Bloomberg Launches New Content Hub On Health Care

Bloomberg Launches New Content Hub On Health Care

by , June 13, 2018

A month after Bloomberg organized its Wealth, Economics, Deals and Opinion content into new hubs on its redesigned website, Bloomberg has unveiled today another content hub focused on the coverage of health care.

Bloomberg Launches New Content Hub On Health Care | DeviceDaily.com
Called Prognosis, the new hub joins a group of new sections that also includes Crypto, Hyperdrive and Climate Changed. Prognosisis is a dashboard of news on the business of health care, centered around the business of drugs, medical innovation and health, augmented by data-driven graphics.

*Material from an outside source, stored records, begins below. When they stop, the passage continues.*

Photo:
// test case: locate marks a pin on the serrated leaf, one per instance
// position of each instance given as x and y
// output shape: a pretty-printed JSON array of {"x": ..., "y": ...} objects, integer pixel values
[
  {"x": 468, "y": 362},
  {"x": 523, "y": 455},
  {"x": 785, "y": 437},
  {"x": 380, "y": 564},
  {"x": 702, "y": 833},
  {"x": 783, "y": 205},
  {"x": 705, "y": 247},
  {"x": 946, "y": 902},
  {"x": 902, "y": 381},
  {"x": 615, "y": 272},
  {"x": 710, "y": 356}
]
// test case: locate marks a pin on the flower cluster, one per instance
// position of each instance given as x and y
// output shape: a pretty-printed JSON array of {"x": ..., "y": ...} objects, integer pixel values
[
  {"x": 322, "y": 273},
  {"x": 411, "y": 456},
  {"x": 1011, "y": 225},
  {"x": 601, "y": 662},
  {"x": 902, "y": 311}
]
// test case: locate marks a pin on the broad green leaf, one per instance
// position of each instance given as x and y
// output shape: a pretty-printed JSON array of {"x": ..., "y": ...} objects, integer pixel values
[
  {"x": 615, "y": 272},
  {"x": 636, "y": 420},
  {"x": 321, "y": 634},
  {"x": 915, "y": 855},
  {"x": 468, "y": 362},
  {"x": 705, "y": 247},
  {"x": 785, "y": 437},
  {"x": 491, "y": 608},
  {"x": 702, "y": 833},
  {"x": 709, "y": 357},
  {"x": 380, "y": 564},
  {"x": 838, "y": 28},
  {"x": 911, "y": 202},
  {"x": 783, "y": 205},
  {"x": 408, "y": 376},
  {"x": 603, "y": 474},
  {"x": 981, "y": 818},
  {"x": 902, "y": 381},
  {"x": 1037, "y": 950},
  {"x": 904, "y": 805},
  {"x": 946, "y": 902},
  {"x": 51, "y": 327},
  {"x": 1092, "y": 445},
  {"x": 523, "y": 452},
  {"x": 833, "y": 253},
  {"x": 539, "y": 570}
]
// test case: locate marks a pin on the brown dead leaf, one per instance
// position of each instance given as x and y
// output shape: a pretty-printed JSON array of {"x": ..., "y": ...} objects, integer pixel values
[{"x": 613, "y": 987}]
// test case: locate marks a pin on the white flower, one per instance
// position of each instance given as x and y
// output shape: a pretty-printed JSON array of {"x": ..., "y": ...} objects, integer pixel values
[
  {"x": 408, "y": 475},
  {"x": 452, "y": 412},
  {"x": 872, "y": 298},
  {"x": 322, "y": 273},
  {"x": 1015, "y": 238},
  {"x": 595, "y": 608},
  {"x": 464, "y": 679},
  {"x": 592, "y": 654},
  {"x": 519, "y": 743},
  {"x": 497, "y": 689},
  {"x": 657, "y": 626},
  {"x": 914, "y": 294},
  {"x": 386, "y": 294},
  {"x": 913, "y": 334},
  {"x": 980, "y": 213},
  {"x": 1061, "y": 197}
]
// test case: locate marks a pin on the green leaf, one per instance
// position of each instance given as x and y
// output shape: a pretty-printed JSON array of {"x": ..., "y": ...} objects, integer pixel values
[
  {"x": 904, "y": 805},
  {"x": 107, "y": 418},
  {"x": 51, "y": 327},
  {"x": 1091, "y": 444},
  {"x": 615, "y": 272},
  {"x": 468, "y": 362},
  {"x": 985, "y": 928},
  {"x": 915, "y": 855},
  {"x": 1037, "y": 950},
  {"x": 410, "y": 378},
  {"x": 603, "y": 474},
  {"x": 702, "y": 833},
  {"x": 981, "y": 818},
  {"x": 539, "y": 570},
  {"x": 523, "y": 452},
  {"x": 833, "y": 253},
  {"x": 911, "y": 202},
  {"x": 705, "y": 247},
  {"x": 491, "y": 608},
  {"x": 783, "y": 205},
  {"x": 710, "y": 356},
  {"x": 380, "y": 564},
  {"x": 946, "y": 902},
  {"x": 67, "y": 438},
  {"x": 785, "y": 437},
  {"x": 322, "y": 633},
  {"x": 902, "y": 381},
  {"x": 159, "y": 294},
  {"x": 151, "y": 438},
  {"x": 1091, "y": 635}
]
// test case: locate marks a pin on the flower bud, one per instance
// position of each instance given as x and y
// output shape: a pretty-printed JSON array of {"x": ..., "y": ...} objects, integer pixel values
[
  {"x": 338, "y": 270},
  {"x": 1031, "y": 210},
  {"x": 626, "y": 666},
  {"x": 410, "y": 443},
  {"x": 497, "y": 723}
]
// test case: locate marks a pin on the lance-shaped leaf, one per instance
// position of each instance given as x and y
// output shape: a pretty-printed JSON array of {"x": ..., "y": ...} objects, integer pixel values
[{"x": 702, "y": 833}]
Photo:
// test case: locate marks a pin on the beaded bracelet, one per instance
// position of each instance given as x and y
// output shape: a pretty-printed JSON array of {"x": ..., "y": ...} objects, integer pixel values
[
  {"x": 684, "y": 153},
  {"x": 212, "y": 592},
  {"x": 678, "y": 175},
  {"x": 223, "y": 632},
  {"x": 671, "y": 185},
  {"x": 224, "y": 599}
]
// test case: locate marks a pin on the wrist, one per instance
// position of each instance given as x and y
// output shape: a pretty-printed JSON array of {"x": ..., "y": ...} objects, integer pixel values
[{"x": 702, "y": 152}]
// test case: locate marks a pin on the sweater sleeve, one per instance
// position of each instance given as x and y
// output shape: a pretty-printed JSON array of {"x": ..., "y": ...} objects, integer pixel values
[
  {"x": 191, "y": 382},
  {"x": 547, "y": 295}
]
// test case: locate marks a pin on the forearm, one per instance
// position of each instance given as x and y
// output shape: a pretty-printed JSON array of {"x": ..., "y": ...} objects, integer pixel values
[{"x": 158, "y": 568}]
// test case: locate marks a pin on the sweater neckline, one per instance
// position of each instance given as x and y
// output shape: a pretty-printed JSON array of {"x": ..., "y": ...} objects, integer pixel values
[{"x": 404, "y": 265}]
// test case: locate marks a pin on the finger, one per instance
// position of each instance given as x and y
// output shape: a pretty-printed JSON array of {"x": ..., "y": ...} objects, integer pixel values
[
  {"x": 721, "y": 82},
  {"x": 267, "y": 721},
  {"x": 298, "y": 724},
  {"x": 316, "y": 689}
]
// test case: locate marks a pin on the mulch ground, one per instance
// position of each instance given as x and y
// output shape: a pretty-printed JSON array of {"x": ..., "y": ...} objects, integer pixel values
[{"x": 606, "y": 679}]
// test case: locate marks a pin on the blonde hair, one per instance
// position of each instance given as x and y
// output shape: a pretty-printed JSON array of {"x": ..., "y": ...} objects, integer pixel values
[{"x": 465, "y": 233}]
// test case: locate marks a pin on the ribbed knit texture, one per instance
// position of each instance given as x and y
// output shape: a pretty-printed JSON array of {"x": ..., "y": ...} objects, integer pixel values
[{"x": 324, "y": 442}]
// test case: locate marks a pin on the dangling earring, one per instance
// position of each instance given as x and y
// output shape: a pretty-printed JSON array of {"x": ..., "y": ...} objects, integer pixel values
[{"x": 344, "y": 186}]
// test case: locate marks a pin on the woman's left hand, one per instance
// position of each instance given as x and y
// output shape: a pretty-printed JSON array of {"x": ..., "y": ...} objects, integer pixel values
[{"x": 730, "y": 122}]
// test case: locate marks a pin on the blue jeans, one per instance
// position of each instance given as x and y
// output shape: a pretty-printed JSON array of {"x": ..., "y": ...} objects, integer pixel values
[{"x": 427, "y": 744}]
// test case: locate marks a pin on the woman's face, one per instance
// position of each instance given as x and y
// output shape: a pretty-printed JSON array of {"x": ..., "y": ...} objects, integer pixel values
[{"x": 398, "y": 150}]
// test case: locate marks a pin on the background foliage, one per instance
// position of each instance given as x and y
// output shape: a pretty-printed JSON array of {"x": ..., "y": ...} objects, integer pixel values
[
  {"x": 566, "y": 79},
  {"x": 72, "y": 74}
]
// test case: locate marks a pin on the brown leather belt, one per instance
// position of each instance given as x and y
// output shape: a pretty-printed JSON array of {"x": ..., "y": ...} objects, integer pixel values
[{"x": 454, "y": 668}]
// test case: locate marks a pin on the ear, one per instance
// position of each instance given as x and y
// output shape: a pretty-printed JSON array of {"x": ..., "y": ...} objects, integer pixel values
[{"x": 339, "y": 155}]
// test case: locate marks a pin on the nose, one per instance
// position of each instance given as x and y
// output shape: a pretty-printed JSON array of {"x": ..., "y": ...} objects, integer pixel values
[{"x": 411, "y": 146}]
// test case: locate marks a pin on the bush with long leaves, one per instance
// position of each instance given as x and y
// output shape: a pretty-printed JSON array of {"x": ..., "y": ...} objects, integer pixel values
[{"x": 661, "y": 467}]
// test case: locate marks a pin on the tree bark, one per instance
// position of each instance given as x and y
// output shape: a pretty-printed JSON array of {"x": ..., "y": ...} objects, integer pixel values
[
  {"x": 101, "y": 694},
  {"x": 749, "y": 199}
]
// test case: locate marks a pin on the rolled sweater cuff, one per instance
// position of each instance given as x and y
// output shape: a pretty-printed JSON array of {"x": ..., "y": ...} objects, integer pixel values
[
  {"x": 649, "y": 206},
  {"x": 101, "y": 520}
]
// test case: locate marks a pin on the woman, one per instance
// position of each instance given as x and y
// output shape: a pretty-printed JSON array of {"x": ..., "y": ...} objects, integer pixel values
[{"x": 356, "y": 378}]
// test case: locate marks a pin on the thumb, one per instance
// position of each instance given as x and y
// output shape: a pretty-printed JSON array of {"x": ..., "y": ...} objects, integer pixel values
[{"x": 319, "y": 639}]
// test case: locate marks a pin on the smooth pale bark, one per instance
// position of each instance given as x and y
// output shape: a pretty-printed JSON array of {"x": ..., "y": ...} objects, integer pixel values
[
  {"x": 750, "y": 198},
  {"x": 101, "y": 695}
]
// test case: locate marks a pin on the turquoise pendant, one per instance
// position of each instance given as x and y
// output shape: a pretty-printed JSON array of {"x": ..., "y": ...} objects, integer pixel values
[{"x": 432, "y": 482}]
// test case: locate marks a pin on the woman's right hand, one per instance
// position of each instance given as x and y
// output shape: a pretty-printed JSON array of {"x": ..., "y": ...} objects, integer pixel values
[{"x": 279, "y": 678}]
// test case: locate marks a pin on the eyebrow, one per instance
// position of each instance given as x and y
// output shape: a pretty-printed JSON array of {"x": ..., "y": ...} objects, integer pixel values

Prognosis covers global big pharma, biotech, generics, biopharma, health and tech, VC/investors, insurers, hospitals, drug stores and government programs. The launch was inspired by the same thinking behind Hyperdrive, which covers the future of transportation: both areas are “businesses disrupted by technology and science.”

Prognosis is an effort to elevate our coverage of health care and grab the reader by the lapels and explain to them and show them how health and health care sectors are being transformed,” John Fraher, senior executive editor at Bloomberg, told Publishers Daily.

He cited growing interest in gene-editing technology CRISPR, and Amazon moving into the health insurance space in the U.S.

Bloomberg has about 20 health-care reporters and editors worldwide that will contribute to the new hub.
Prognosis will focus on health care through the “lens of money,” which will be the “unique differentiating factor” of the hub’s coverage, Fraher said. Content is aimed at global investors interested in new health-care technologies and investment opportunities, who can read up on billionaires investing in the space, and those who have lost money.

Prognosis — and the other new content hubs — are about converging multiple industries under one roof, said Jared Sandberg, senior executive editor of Bloomberg Digital.

Newsrooms are “not always formed to address readership interest adequately enough,” he said. Bloomberg’s redesign and content hubs make the site more navigable. An article scrolls into the section where it lives, and a reader can find more editorial related to that story.

“We do view an article almost like a section front, and we do think about recirculation,” Sandberg previously told PD. New features and functionality will come to these hubs “down the road,” he added.

Sales teams at Bloomberg are working on finding brands to partner with on these hubs, which align well with sponsorship opportunities, Sandberg said.

Bloomberg also unveiled the feature of its latest Businessweek issue today: a story on the return of the women’s libido drug Addyi.